Nestas reflexões sobre o Evangelho, ao longo da Quaresma, vamos seguir o que a Diocese de Aveiro propõe para os cristãos na caminhada “Jesus é o Filho de Deus: Escuta-o”.
Animal com má fama. Há animais que não se livram da má fama. A serpente é um deles. Logo nas primeiras páginas da Bíblia, aparece como “o mais astuto dos animais”. Conhece o efeito tóxico do fruto proibido. Tudo faz para induzir o par humano a cometer o terrível erro gastronómico de o comer. A inimizade entre a serpente e o ser humano nasce no Génesis. E parece genética. “Mau/má como as cobras”, diz-se hoje, mesmo que saibamos que são seres sem qualquer capacidade de discernimento moral. E até Jesus partilhou da cultura quase universal que relaciona os animais rastejantes com as piores inclinações presentes nos seres humanos. “Raça de víboras”, disse Ele de alguns fariseus (Mt 23,33). E não consta que estivesse a aludir a qualquer teoria evolucionista. Referia-se, sim, aos que são como os que matam profetas.
Jesus disse também que aos discípulos dá o poder de pisar serpentes e escorpiões (Lc 10,19). “E nada vos poderá causar mal”. Calcar serpentes, por vezes, é como engolir sapos – outro animal com má fama. Se engolíssemos mais sapos, talvez morrêssemos menos vezes, pois o que sai da boca é que torna a pessoa impura (Mt 15,11).
Animal com boa fama. Mas no bestiário evangélico, a serpente também sobressai por qualidades positivas. “Sede prudentes como as serpentes e simples como as pombas” (Mt 10,16), aconselhou Jesus. E se o povo diz que “o que arde cura”, não estará longe desta ideia a escolha da serpente para símbolo de duas atividades relacionadas com a cura. Por ter veneno, a serpente é capaz de ser especialista em venenos. Quem diz venenos, diz remédios (que em excesso são sempre venenos) e a atividade de produzir e de os administrar. A serpente enroscada num bastão é símbolo dos médicos (os brasileiros dizem que se trata de uma cobra, porque “se o doente ficar curado, o medico cobra; se morrer, cobra na mesma”). Erguida sobre uma taça, é símbolo dos farmacêuticos.

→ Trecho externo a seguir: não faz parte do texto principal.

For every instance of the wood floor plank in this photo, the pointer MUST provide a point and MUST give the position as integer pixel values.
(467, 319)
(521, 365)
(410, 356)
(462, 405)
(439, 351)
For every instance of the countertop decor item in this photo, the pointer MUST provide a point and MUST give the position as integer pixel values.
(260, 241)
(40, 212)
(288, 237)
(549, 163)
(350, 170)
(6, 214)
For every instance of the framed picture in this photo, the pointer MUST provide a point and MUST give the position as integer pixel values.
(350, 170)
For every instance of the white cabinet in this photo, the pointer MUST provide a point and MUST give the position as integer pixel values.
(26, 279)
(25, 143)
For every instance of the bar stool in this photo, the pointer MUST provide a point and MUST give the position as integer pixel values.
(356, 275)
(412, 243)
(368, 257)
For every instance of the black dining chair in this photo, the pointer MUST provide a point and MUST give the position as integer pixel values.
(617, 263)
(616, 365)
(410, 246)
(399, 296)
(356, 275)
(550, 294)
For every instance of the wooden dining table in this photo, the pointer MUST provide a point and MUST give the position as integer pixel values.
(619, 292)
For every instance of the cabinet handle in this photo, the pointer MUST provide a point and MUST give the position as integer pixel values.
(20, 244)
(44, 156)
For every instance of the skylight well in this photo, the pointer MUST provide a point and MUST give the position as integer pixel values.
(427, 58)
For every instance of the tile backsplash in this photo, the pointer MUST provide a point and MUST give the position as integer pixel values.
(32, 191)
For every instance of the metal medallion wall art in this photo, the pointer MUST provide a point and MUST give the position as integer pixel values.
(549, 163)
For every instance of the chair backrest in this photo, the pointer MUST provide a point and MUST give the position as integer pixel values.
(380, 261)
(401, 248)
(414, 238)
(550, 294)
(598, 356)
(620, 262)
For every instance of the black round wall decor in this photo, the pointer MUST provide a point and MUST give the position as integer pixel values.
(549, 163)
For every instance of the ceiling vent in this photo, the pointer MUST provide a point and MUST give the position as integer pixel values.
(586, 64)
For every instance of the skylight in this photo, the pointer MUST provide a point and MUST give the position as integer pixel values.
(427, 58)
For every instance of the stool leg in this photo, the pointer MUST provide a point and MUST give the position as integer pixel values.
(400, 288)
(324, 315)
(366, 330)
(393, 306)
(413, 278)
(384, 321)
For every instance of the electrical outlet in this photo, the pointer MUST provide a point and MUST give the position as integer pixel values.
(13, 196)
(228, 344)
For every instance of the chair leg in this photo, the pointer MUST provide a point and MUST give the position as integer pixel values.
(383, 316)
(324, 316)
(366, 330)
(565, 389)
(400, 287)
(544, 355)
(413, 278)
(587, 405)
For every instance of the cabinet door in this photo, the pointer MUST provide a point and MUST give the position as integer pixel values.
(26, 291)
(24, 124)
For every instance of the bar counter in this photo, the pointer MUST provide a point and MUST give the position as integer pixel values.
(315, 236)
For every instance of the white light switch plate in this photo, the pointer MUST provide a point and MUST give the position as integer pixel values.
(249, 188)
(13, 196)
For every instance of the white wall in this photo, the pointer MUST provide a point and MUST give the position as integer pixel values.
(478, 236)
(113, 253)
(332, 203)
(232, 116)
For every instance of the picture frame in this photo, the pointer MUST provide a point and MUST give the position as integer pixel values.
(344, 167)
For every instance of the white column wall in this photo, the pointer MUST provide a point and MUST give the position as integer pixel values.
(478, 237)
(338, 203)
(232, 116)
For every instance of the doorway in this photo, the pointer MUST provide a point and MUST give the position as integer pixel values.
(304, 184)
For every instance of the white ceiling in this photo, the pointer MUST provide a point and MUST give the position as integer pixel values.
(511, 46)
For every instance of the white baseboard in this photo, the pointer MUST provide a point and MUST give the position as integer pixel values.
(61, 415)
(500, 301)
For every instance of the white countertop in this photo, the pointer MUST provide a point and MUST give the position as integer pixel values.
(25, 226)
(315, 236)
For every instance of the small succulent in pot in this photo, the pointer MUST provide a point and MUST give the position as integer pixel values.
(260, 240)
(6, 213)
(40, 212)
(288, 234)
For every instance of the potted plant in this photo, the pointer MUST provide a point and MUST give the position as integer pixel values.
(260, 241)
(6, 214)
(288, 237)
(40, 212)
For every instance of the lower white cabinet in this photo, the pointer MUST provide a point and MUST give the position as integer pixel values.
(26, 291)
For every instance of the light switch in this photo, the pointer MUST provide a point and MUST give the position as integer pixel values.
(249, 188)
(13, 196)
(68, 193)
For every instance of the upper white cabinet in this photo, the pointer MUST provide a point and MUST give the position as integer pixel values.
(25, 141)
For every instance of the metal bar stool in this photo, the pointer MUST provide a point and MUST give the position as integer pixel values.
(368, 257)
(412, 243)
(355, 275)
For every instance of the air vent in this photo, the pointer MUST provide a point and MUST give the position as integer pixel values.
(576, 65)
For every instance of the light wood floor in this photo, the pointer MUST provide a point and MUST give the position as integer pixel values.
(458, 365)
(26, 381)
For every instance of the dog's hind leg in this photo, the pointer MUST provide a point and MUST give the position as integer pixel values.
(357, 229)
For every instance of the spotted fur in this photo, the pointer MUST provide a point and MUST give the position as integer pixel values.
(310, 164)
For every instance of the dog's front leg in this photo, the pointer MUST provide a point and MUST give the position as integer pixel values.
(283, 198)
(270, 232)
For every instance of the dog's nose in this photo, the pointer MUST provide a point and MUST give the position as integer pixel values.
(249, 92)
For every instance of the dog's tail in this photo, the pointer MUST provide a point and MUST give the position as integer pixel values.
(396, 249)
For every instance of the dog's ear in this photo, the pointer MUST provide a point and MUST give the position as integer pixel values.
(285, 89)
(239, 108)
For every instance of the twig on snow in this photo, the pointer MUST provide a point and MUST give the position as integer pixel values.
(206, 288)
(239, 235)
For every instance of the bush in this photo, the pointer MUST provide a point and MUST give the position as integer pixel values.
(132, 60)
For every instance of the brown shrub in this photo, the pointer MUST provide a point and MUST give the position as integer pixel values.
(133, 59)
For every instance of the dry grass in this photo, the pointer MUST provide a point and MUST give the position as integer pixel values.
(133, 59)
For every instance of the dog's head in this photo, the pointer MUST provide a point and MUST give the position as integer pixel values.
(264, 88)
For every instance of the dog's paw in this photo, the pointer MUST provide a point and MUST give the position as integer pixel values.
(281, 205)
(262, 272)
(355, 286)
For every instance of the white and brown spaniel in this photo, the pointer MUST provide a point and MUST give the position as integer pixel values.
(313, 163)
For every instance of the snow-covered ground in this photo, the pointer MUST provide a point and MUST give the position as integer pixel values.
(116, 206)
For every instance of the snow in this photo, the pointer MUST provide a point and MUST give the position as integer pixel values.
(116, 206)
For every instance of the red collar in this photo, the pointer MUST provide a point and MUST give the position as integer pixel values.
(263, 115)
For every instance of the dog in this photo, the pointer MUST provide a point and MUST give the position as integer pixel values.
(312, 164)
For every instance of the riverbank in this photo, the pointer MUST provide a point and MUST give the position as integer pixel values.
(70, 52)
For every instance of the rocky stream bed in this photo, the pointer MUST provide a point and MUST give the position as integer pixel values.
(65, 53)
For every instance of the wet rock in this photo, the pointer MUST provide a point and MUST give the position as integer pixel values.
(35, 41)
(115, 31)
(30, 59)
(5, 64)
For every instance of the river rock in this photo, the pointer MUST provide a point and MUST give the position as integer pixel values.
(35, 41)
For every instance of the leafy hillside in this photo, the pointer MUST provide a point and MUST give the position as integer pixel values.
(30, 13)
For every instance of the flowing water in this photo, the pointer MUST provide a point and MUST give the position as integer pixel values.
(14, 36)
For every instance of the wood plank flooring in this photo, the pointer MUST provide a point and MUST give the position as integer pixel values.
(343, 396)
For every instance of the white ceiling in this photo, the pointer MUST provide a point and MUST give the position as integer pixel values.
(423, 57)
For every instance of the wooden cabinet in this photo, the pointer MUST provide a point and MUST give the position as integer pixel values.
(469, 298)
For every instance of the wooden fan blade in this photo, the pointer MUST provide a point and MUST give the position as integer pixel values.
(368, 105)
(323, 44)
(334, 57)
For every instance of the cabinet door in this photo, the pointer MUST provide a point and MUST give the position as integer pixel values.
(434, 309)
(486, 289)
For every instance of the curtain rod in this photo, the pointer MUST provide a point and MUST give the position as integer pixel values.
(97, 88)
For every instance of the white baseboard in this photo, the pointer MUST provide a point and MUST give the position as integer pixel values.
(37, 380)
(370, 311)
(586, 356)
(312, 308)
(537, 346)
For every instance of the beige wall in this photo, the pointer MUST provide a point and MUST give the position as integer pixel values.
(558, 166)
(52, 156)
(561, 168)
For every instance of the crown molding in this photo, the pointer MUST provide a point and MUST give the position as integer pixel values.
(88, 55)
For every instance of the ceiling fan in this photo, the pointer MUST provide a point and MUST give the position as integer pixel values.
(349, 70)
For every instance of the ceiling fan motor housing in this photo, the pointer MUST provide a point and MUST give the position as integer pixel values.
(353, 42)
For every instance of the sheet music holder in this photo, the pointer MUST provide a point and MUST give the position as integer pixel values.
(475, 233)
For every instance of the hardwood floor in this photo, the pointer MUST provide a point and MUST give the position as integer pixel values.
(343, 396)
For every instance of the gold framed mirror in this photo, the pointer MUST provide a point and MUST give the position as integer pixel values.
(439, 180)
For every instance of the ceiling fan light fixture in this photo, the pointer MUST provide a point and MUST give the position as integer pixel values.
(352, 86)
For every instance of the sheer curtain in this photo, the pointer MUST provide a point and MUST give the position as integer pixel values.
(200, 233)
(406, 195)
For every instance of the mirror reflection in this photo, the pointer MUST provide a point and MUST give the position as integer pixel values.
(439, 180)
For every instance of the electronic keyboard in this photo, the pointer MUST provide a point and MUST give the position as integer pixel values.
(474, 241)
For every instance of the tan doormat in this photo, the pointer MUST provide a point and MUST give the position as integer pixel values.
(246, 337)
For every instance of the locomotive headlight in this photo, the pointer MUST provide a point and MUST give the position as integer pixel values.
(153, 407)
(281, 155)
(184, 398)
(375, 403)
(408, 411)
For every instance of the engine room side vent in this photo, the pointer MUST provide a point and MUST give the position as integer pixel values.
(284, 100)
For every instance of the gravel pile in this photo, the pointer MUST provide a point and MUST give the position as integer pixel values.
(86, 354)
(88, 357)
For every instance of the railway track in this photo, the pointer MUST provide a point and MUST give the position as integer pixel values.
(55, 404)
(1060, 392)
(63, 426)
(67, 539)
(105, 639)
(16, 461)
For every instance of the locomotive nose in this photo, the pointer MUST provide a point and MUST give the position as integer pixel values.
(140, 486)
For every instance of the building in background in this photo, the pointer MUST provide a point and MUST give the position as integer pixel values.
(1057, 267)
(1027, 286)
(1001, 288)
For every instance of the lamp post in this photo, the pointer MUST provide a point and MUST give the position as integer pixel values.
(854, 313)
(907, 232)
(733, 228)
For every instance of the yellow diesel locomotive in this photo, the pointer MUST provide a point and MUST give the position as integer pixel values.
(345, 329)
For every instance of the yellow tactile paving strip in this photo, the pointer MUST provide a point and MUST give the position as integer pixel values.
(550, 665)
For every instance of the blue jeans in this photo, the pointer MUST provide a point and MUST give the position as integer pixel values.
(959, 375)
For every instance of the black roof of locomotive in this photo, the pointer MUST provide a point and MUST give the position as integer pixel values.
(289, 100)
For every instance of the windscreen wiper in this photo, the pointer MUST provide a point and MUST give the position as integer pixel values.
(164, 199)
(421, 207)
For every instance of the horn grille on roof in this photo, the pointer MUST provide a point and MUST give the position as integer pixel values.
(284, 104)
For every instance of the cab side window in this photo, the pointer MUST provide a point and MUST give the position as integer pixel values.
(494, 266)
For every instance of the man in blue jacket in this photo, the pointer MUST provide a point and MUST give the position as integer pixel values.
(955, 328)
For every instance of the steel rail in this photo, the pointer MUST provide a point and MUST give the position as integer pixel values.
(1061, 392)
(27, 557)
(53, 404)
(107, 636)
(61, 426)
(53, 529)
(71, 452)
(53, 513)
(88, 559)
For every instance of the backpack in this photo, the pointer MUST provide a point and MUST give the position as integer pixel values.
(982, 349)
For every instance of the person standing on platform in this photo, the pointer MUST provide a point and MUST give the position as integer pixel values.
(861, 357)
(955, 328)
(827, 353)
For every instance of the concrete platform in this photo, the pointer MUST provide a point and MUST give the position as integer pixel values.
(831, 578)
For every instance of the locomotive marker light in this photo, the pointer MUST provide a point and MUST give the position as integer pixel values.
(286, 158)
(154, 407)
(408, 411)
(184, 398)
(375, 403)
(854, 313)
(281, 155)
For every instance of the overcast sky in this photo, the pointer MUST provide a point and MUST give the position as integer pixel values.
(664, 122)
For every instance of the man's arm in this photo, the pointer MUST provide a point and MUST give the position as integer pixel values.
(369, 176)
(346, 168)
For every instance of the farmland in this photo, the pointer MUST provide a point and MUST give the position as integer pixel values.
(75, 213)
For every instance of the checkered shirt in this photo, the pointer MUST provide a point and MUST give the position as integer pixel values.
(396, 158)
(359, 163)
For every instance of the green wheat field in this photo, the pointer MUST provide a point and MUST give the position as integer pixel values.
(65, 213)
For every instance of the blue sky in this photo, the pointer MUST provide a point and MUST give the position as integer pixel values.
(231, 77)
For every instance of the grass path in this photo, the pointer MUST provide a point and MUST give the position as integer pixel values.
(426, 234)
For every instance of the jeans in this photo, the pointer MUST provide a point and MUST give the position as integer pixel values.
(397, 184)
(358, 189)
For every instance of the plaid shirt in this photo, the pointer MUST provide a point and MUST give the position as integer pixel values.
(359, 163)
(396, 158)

Estes símbolos vêm diretamente da cultura grega antiga. Mas baseiam-se numa consideração sobre o poder das serpentes que também está presente na Bíblia.
Fixar o olhar. É do poder de curar que o Evangelho deste domingo fala, relatando o que Jesus diz a Nicodemos, um fariseu que não descendia de víboras.
Como o “médico” Moisés elevou a serpente de bronze no deserto para curar os que eram mordidos pelas serpentes, numa terapêutica espantosa, só pelo olhar (Nm 21,8), também o Filho do Homem será elevado para curar todos os que foram mordidos. E também acontece por uma espécie de ver, ainda que mais sublime, que é o acreditar, o abrir os olhos à luz – de que fala a segunda parte do trecho evangélico.
Do guião diocesano para esta quaresma: “O Filho do homem, no deserto do mundo, será levantado sobre a cruz como sinal de salvação para todos aqueles que sentirem a necessidade de continuar a viver e não se deixarem [voltar a] morder por escolhas erradas. Olhando Jesus, fixando o olhar no amor que Ele manifestou e crendo nele, obtém-se a salvação, a vida na sua plenitude, a vida eterna”.
Fixemos o olhar em Jesus, mas deixemos os pés e as mãos livres para caminhar e agir pelo próximo. “Pratica a verdade e caminha na luz”. Melhor e mais completa cura, não há.